Datum: 24.09.2004
Gesetz:
Zweites Gesetz zur Änderung des Zivildienstgesetzes und anderer Vorschriften
(BGBl. 2004 I, 2358 ff.)
Initiative: Koalitionsfraktionen
(Informationen zum Gesetzgebungsverfahren)
Abstimmungsfrage: Soll der Zivildienst weiter modernisiert werden?
Abstimmungsergebnis: 305:275:0 (Ja:Nein:Stimmenthaltung)
Ich stimme mit:
Ja
Meine Gründe: Mit der Zurückweisung des Einspruchs des Bundesrates in namentlicher Abstimmung kann die Verkürzung des Zivildienstes von zehn auf neun Monate wie geplant zum 1. Oktober 2004 in Kraft treten. Gleichzeitig haben wir Planungssicherheit für die Wohlfahrtsverbände und Träger des Zivildienstes geschaffen.
Darüber hinaus wird mit dem Zweiten Zivildienstgesetzänderungsgesetz eine Reihe weiterer Veränderungen geregelt. So werden junge Menschen künftig nur noch bis zum Alter von 23 Jahren zum Wehr- und Zivildienst herangezogen.

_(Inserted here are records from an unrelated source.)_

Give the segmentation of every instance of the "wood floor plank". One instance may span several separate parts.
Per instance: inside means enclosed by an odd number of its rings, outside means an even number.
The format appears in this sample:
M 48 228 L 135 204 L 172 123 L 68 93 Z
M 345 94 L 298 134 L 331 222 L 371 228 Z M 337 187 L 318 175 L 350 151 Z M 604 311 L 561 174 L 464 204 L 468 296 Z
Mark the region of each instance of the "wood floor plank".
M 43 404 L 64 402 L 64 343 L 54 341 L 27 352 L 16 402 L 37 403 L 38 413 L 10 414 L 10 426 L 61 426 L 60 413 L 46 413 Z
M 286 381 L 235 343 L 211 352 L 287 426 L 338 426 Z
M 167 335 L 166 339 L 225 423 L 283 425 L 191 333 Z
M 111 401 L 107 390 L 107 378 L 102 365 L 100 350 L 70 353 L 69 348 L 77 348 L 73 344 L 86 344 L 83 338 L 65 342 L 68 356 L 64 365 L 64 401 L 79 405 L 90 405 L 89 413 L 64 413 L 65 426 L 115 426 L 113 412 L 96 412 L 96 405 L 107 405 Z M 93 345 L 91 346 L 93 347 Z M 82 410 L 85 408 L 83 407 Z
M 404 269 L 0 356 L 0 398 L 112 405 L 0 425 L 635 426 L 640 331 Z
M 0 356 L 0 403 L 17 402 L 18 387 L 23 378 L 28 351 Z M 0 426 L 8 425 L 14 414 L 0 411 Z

Für Abiturienten und Fachoberschüler, die einen Ausbildungsvertrag oder eine Zusage für eine betriebliche Ausbildung vorweisen können, besteht die Möglichkeit, sich auf Antrag vom Wehr- und Zivildienst zurückstellen zu lassen. Verheiratete Zivildienstpflichtige und Zivildienstpflichtige in einer eingetragenen Lebenspartnerschaft werden nicht mehr einberufen. Zudem haben wir die Zurückstellungsregelungen während des Studiums präzisiert.
Unter dem Gesichtspunkt der gerechten Behandlung aller Wehrpflichtigen spricht heute nichts mehr dafür, dass der Zivildienst länger dauert als der Wehrdienst. Mit der Angleichung der Dauer des Zivildienstes an die des Wehrdienstes sowie durch die Absenkung der Heranziehungszahlen sind wir dem Ziel unserer Koalitionsvereinbarung - für mehr Wehrgerechtigkeit zu sorgen - ein entscheidendes Stück näher gekommen.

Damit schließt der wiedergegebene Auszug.